…Moderating T-Bills, inflation, H1 scorecards fuel decisions on NGX
Nigeria’s stock market furthered its northward movement as recently released inflation points to possible rate cut at the Monetary Policy Committee (MPC) next week.
The stock market is also bullish as investors continue to reroute funds from the fixed income (FI) market. Particularly, moderating rate of the treasury bills (T-bills) is making investors rethink in favour of equities.
This is also in addition to many investors positioning ahead of half year (H1) earnings season in expectation of interim dividend payment by the regular companies.
Equities market has risen this year by 26.58 percent majorly driven by consumer goods, banking and insurance stocks while oil & gas stocks have seen remarkable profit taking by investors.
The recently released consumer price index (CPI) data by the National Bureau of Statistics (NBS) revealed that Nigerian inflation moderated to 22.22 percent year-on-year (YoY) in June versus 22.97 percent in the prior month, a development analysts linked to a combination of softer energy prices and a favourable base effect.
“We expect that, given June’s easing inflation at 22.22 percent year-on-year (y/y), the bond market will maintain a positive outlook, with room for further yield compression at the mid-to long end of the curve.
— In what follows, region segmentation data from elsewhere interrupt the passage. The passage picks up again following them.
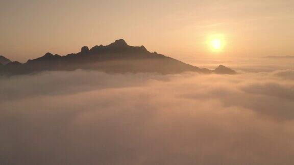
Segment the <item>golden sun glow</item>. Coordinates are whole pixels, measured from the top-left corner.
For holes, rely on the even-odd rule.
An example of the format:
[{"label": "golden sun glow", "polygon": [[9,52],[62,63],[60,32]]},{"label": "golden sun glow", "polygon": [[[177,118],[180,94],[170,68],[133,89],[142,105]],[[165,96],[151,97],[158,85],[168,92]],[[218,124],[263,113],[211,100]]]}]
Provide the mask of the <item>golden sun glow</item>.
[{"label": "golden sun glow", "polygon": [[223,34],[210,35],[208,38],[207,44],[210,51],[214,52],[222,51],[225,45],[225,37]]},{"label": "golden sun glow", "polygon": [[222,41],[220,39],[215,39],[211,41],[211,45],[215,49],[219,49],[222,46]]}]

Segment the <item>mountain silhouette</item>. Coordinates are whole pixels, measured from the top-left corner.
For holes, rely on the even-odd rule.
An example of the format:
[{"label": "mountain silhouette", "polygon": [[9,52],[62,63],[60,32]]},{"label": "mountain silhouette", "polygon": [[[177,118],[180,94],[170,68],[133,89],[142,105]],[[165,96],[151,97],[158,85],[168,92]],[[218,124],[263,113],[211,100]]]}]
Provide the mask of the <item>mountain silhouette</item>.
[{"label": "mountain silhouette", "polygon": [[3,56],[0,56],[0,64],[3,65],[5,65],[10,62],[11,62],[10,60],[5,58]]},{"label": "mountain silhouette", "polygon": [[236,73],[235,71],[223,65],[215,70],[200,68],[156,52],[151,52],[144,46],[128,45],[125,40],[120,39],[107,46],[96,45],[91,49],[83,46],[77,53],[61,56],[48,52],[24,64],[10,62],[0,67],[0,75],[12,75],[43,71],[78,69],[111,73],[174,74],[192,71],[202,73]]}]

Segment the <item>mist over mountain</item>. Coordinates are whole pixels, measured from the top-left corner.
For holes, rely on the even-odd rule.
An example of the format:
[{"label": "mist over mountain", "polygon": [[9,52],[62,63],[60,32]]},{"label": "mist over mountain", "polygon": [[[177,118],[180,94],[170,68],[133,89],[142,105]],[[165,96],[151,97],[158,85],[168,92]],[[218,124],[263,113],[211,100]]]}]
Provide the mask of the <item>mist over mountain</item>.
[{"label": "mist over mountain", "polygon": [[271,59],[294,59],[294,56],[268,56],[265,57],[265,58]]},{"label": "mist over mountain", "polygon": [[11,61],[10,61],[10,60],[6,58],[6,57],[5,57],[3,56],[0,56],[0,64],[2,64],[3,65],[5,65],[10,63],[11,62]]},{"label": "mist over mountain", "polygon": [[200,68],[179,60],[151,52],[144,46],[128,45],[123,39],[91,49],[82,47],[81,51],[61,56],[48,52],[24,64],[10,62],[0,68],[0,75],[16,75],[42,71],[75,70],[78,69],[106,72],[157,72],[180,73],[186,71],[201,73],[235,74],[236,72],[220,65],[215,70]]}]

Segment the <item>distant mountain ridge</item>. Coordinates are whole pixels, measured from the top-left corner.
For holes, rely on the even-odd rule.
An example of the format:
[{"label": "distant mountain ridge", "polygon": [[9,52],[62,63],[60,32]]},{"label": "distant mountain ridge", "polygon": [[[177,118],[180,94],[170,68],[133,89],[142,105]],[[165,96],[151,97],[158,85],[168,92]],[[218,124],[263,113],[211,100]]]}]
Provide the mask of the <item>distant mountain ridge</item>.
[{"label": "distant mountain ridge", "polygon": [[6,57],[3,56],[0,56],[0,64],[3,65],[5,65],[10,62],[11,62],[11,61],[10,61],[10,60],[6,58]]},{"label": "distant mountain ridge", "polygon": [[128,45],[123,39],[106,46],[91,49],[82,47],[77,53],[61,56],[46,53],[24,64],[13,62],[0,67],[0,75],[29,74],[43,71],[96,70],[106,72],[157,72],[179,73],[185,71],[202,73],[235,74],[236,72],[220,65],[215,70],[200,68],[173,58],[151,52],[144,46]]},{"label": "distant mountain ridge", "polygon": [[265,58],[272,59],[294,59],[294,56],[268,56],[265,57]]}]

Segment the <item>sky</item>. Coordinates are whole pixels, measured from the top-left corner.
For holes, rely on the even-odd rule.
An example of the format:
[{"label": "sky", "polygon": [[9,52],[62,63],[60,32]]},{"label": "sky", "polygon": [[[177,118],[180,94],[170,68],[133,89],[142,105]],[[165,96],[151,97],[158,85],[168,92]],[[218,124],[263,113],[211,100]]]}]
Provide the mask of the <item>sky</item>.
[{"label": "sky", "polygon": [[[0,54],[26,62],[47,52],[124,39],[179,59],[294,54],[293,1],[7,1]],[[207,43],[222,36],[217,52]]]}]

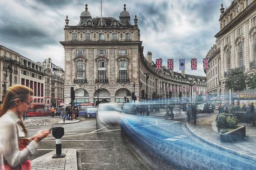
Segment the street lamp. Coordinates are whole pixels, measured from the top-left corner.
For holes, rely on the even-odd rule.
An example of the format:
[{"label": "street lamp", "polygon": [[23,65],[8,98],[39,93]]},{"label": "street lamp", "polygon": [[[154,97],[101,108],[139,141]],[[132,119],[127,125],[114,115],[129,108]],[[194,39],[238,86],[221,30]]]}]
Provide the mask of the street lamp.
[{"label": "street lamp", "polygon": [[95,90],[95,91],[96,92],[96,91],[97,90],[97,95],[98,96],[98,97],[97,97],[97,102],[96,103],[96,105],[99,105],[99,92],[100,92],[101,90],[101,87],[99,88],[100,85],[99,85],[99,84],[98,84],[98,85],[97,85],[97,88],[96,88],[96,86],[95,86],[94,87],[94,90]]}]

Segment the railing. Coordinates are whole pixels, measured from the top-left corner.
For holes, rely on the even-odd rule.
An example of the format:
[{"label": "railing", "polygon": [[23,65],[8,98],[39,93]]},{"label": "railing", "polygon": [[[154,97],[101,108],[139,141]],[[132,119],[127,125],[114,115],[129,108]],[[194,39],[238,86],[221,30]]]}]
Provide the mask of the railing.
[{"label": "railing", "polygon": [[108,83],[108,78],[96,78],[95,80],[95,83]]},{"label": "railing", "polygon": [[256,68],[256,61],[253,61],[250,63],[250,69]]},{"label": "railing", "polygon": [[74,83],[87,83],[87,79],[86,78],[77,78],[74,79]]},{"label": "railing", "polygon": [[129,78],[117,78],[116,79],[117,83],[130,83]]}]

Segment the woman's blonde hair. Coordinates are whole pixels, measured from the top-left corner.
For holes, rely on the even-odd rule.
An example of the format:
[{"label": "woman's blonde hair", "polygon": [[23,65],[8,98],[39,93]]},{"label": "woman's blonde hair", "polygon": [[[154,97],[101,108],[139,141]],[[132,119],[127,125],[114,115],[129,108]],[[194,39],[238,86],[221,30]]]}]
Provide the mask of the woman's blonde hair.
[{"label": "woman's blonde hair", "polygon": [[[27,101],[30,96],[34,94],[33,90],[23,85],[16,85],[10,87],[5,96],[3,104],[0,109],[0,118],[2,117],[8,109],[13,108],[15,105],[15,100]],[[21,122],[20,125],[23,129],[24,132],[27,135],[27,131],[24,124]]]}]

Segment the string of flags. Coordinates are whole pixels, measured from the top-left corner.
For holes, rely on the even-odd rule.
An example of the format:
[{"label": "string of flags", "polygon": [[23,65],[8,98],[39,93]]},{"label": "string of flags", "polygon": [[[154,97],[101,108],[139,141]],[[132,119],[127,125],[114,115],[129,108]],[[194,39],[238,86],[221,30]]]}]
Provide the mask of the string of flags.
[{"label": "string of flags", "polygon": [[[185,59],[179,59],[179,70],[185,70]],[[202,59],[202,65],[204,70],[209,70],[210,69],[209,59],[208,58]],[[155,70],[158,71],[162,71],[162,59],[155,59]],[[174,59],[167,59],[167,70],[173,71],[174,66]],[[197,70],[197,59],[190,59],[191,70]]]}]

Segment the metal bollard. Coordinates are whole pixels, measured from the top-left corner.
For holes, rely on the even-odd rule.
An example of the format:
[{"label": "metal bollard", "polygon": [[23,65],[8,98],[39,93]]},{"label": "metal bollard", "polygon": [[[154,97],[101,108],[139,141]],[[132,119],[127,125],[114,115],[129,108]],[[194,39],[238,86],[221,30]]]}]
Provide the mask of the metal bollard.
[{"label": "metal bollard", "polygon": [[64,128],[62,127],[55,127],[53,129],[52,134],[56,138],[56,154],[52,157],[52,158],[65,157],[66,155],[61,153],[61,137],[64,134]]}]

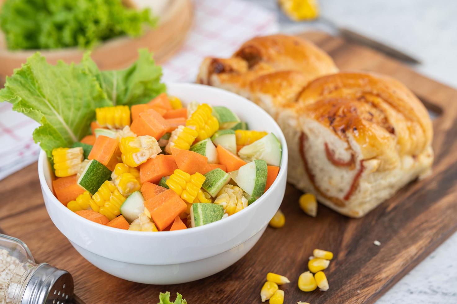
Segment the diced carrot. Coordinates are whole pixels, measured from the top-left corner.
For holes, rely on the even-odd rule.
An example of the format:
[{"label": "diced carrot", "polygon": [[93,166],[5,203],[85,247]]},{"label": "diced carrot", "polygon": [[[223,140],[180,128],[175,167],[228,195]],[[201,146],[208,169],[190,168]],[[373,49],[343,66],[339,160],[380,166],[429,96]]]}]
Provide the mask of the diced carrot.
[{"label": "diced carrot", "polygon": [[179,218],[179,216],[177,216],[175,218],[175,220],[173,221],[173,224],[171,224],[171,228],[170,228],[170,231],[173,231],[174,230],[181,230],[181,229],[187,229],[187,227],[184,224],[184,223],[182,222],[181,219]]},{"label": "diced carrot", "polygon": [[130,225],[127,220],[124,218],[122,215],[119,215],[114,219],[112,219],[110,222],[106,224],[106,226],[119,228],[119,229],[128,229]]},{"label": "diced carrot", "polygon": [[108,218],[103,214],[101,214],[98,212],[96,212],[93,210],[80,210],[79,211],[76,211],[75,213],[78,215],[83,217],[85,219],[87,219],[90,221],[92,221],[92,222],[101,224],[102,225],[106,225],[110,221],[110,220],[108,219]]},{"label": "diced carrot", "polygon": [[171,153],[178,168],[189,174],[199,172],[208,163],[208,158],[188,150],[171,148]]},{"label": "diced carrot", "polygon": [[165,119],[165,121],[167,122],[168,124],[168,130],[167,130],[167,132],[171,132],[173,130],[178,128],[178,126],[185,126],[186,125],[186,118],[182,117],[178,117],[177,118],[170,118],[169,119]]},{"label": "diced carrot", "polygon": [[246,162],[236,156],[220,144],[216,148],[219,157],[219,162],[221,165],[225,165],[227,172],[232,172],[238,170],[242,165],[246,165]]},{"label": "diced carrot", "polygon": [[265,191],[266,191],[276,179],[279,172],[279,167],[277,166],[267,166],[266,185],[265,186]]},{"label": "diced carrot", "polygon": [[159,154],[140,165],[140,181],[157,183],[162,177],[173,174],[177,169],[173,155]]},{"label": "diced carrot", "polygon": [[187,208],[182,199],[171,189],[145,201],[144,207],[148,208],[160,230],[173,223],[175,218]]},{"label": "diced carrot", "polygon": [[95,129],[100,128],[106,128],[98,124],[98,123],[96,121],[90,123],[90,130],[92,131],[92,134],[95,135]]},{"label": "diced carrot", "polygon": [[83,144],[87,144],[93,146],[95,144],[95,135],[87,135],[83,137],[80,141]]},{"label": "diced carrot", "polygon": [[171,110],[167,111],[167,112],[164,115],[164,118],[165,119],[177,118],[180,117],[186,119],[187,118],[187,109],[186,108],[181,108],[176,110]]},{"label": "diced carrot", "polygon": [[157,111],[149,109],[139,113],[132,123],[130,129],[138,136],[150,135],[158,140],[166,133],[168,125]]},{"label": "diced carrot", "polygon": [[218,164],[207,164],[205,165],[205,166],[203,167],[202,169],[201,169],[198,171],[198,173],[202,174],[206,174],[207,172],[209,172],[211,170],[214,170],[216,168],[219,168],[225,172],[227,172],[227,169],[225,165],[219,165]]},{"label": "diced carrot", "polygon": [[117,139],[100,135],[96,139],[87,158],[98,160],[112,171],[118,162],[117,158],[120,154],[119,141]]},{"label": "diced carrot", "polygon": [[168,96],[165,93],[162,93],[148,103],[153,106],[158,106],[163,107],[167,111],[173,110],[171,104],[168,99]]},{"label": "diced carrot", "polygon": [[147,200],[152,198],[157,194],[161,193],[164,191],[166,191],[166,188],[161,187],[155,184],[146,181],[141,186],[141,189],[140,191],[141,192],[141,194],[143,195],[144,199]]},{"label": "diced carrot", "polygon": [[76,175],[65,177],[58,177],[53,181],[53,188],[58,201],[64,206],[70,201],[76,199],[76,197],[85,190],[80,187],[77,181]]}]

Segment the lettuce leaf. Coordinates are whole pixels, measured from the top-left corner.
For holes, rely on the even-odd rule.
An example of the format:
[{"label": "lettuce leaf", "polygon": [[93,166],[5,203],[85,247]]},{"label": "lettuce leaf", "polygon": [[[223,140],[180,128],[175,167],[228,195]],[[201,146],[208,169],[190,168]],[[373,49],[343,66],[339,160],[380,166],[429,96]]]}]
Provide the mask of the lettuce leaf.
[{"label": "lettuce leaf", "polygon": [[157,304],[187,304],[187,301],[182,299],[182,296],[179,293],[176,293],[176,299],[175,302],[170,301],[170,293],[167,291],[165,293],[160,293],[159,299],[160,300]]},{"label": "lettuce leaf", "polygon": [[138,50],[138,59],[124,69],[101,71],[86,53],[81,64],[97,78],[100,86],[115,106],[146,103],[165,92],[160,82],[162,68],[156,65],[145,48]]},{"label": "lettuce leaf", "polygon": [[112,105],[94,76],[81,67],[46,62],[36,53],[7,77],[0,101],[39,123],[35,142],[48,156],[54,148],[68,147],[87,135],[95,108]]}]

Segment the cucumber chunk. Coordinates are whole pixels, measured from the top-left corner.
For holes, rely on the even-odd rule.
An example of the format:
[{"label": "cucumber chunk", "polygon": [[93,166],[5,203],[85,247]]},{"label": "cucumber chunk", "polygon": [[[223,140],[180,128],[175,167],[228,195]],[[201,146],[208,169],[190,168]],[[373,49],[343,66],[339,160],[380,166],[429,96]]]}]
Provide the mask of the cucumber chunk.
[{"label": "cucumber chunk", "polygon": [[219,121],[219,128],[221,129],[229,129],[240,122],[236,114],[226,107],[213,107],[213,115]]},{"label": "cucumber chunk", "polygon": [[273,133],[244,146],[238,151],[238,155],[245,161],[263,160],[267,165],[273,166],[281,164],[282,153],[281,144]]},{"label": "cucumber chunk", "polygon": [[224,215],[222,205],[195,203],[191,208],[191,225],[198,227],[218,221]]},{"label": "cucumber chunk", "polygon": [[216,146],[220,144],[236,155],[236,136],[233,130],[228,129],[217,131],[211,137],[211,140]]},{"label": "cucumber chunk", "polygon": [[104,136],[111,137],[111,138],[116,138],[116,132],[112,130],[97,128],[94,130],[94,133],[95,133],[96,138],[98,138],[100,135],[103,135]]},{"label": "cucumber chunk", "polygon": [[121,205],[121,214],[131,223],[144,211],[144,198],[139,191],[135,191]]},{"label": "cucumber chunk", "polygon": [[73,143],[73,144],[71,146],[71,147],[77,148],[78,147],[81,147],[83,148],[83,151],[84,151],[84,159],[86,159],[89,156],[89,155],[90,153],[90,150],[92,150],[93,146],[91,144],[87,144],[77,141],[75,143]]},{"label": "cucumber chunk", "polygon": [[228,172],[228,175],[238,187],[250,196],[248,199],[251,203],[265,192],[267,172],[266,162],[255,160],[236,171]]},{"label": "cucumber chunk", "polygon": [[78,184],[93,195],[101,184],[111,176],[112,173],[103,164],[92,160],[78,179]]},{"label": "cucumber chunk", "polygon": [[230,176],[222,169],[216,168],[207,172],[205,175],[206,179],[202,185],[202,187],[215,197],[222,188],[230,181]]},{"label": "cucumber chunk", "polygon": [[189,149],[207,157],[208,162],[210,164],[218,163],[218,152],[211,139],[207,138],[201,140],[191,147]]}]

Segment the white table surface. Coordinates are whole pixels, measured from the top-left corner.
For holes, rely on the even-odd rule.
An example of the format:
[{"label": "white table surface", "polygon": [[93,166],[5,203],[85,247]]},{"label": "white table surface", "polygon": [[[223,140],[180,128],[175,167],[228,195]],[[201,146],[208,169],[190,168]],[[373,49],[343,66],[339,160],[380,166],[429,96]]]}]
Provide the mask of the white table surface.
[{"label": "white table surface", "polygon": [[[249,0],[272,11],[277,10],[275,0]],[[414,69],[457,87],[457,1],[320,0],[319,2],[321,16],[326,19],[407,52],[422,62],[413,66]],[[322,22],[298,23],[278,14],[283,32],[319,29],[336,34],[335,29]],[[457,303],[456,260],[457,234],[455,234],[377,303]]]}]

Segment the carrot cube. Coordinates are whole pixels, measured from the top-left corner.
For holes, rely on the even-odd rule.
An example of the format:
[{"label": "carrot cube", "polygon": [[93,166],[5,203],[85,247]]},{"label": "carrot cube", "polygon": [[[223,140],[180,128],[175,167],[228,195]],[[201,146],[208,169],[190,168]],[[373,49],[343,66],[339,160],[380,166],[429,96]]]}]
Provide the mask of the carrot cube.
[{"label": "carrot cube", "polygon": [[157,183],[163,176],[173,174],[177,169],[173,155],[159,154],[140,166],[140,181]]}]

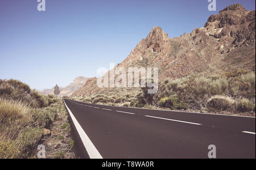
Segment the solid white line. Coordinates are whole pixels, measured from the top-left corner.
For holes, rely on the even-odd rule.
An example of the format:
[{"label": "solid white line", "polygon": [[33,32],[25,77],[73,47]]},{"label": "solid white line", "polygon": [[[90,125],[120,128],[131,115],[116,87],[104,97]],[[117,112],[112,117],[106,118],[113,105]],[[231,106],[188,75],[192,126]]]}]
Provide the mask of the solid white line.
[{"label": "solid white line", "polygon": [[104,109],[104,108],[101,108],[101,109],[106,110],[112,110],[112,109]]},{"label": "solid white line", "polygon": [[249,133],[249,134],[255,134],[255,132],[251,132],[251,131],[243,131],[243,133]]},{"label": "solid white line", "polygon": [[80,137],[81,139],[82,140],[82,143],[84,144],[84,147],[85,147],[85,149],[86,150],[90,158],[103,159],[102,156],[101,156],[101,154],[97,150],[96,147],[94,146],[92,142],[90,141],[90,138],[86,135],[86,134],[84,131],[81,125],[79,124],[77,120],[75,117],[72,112],[71,112],[71,110],[67,105],[65,100],[64,101],[65,103],[65,105],[66,106],[68,110],[68,112],[69,113],[69,115],[72,120],[73,120],[73,122],[74,123],[75,126],[76,127],[76,129],[77,130],[79,136]]},{"label": "solid white line", "polygon": [[[69,100],[69,99],[68,99]],[[76,101],[76,100],[74,100]],[[74,102],[75,103],[75,102]],[[102,106],[110,106],[108,105],[103,105],[103,104],[97,104],[98,105]],[[193,113],[193,114],[209,114],[209,115],[213,115],[213,116],[231,116],[231,117],[247,117],[247,118],[255,118],[255,117],[252,116],[239,116],[239,115],[229,115],[229,114],[215,114],[215,113],[199,113],[199,112],[184,112],[184,111],[179,111],[179,110],[170,110],[166,109],[145,109],[145,108],[131,108],[131,107],[117,107],[117,106],[111,106],[115,108],[130,108],[130,109],[144,109],[144,110],[156,110],[156,111],[166,111],[166,112],[175,112],[179,113]]]},{"label": "solid white line", "polygon": [[159,118],[159,119],[167,120],[170,120],[170,121],[175,121],[175,122],[178,122],[196,125],[202,125],[202,124],[200,124],[192,123],[192,122],[184,122],[184,121],[179,121],[179,120],[172,120],[172,119],[169,119],[169,118],[162,118],[162,117],[154,117],[154,116],[147,116],[147,115],[145,115],[145,116],[146,117],[152,117],[152,118]]},{"label": "solid white line", "polygon": [[130,113],[130,112],[123,112],[123,111],[115,110],[115,112],[121,112],[121,113],[124,113],[131,114],[135,114],[135,113]]}]

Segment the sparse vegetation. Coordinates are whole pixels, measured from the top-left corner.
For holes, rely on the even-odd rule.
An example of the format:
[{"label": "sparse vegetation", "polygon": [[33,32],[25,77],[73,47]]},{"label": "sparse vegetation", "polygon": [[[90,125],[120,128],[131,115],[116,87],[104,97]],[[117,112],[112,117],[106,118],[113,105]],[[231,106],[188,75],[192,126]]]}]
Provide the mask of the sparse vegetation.
[{"label": "sparse vegetation", "polygon": [[54,156],[55,159],[62,159],[64,158],[64,153],[63,151],[60,151],[56,154],[55,156]]},{"label": "sparse vegetation", "polygon": [[31,158],[56,116],[54,96],[42,96],[20,81],[0,80],[0,158]]},{"label": "sparse vegetation", "polygon": [[[191,74],[166,80],[159,104],[172,109],[255,112],[255,76],[254,72],[240,70],[209,77]],[[175,107],[176,103],[182,107]]]}]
However, tight system liquidity may keep short-term demand relatively subdued,” according to analysts at Lagos-based Vetiva Research.
Read also: Stock market dips by 0.39% as investors take profit after recent rally
Also in their July 16 note, Comercio Partners said, “While headline inflation has been showing signs of disinflation, an encouraging trend, food inflation remains a major concern. The exchange rate of the naira has appreciated significantly, reversing much of the depreciation witnessed earlier in the year and bringing it close to its January 2025 opening level.
“The Monetary Policy Committee (MPC) is scheduled to hold its 301st meeting on July 21 and 22, 2025. We expect the MPC to maintain the current interest rate, while possibly adjusting the asymmetric corridor to stimulate economic activity and support domestic demand”.
“Maintaining the current interest rate is crucial for keeping Nigeria attractive to foreign portfolio investors. A rate cut at this stage could lead to a decline in portfolio inflows, triggering capital flight, exchange rate instability, and a potential reversal of recent gains in the foreign exchange market. However, Nigeria’s recent credit rating upgrades from two major agencies have helped reduce its risk premium, making the country more appealing even to investors with a lower appetite for risk”, they said.
In another major milestone on Thursday, the Nigerian Exchange Limited (NGX) All Share Index (ASI) crossed 130,000 points as increased demand for equities continues to fuel NGX rally. The market rallied by 1.02 percent on Thursday.
Nigeria’s listed stocks value which had ahead of Tuesday’s public holiday surpassed N80trillion mark, an indication of broad-based investor participation and growing confidence in the local equity market, closed at N82.417trillion on Thursday.
“We maintain a cautiously optimistic outlook for the equities market this week, with expectations of sustained positive momentum in the absence of any significant negative macroeconomic or market shocks,” Futureview research analysts said in their July 16 note.
At the close of trading on Thursday the Nigerian Exchange Limited (NGX) All-Share Index (ASI) and equities market capitalisation increased further from preceding day’s lows of 128,967.08 points and N81.584 trillion respectively to 130,283.86 points and N82.417 trillion.
“Barring any FX or energy shocks, we anticipate sustained moderation in headline inflation. The knock-on effect of our inflation expectation is likely to translate to a cumulative 50-100bps reduction in policy rate in H2’25,” CardinalStone Research analysts said.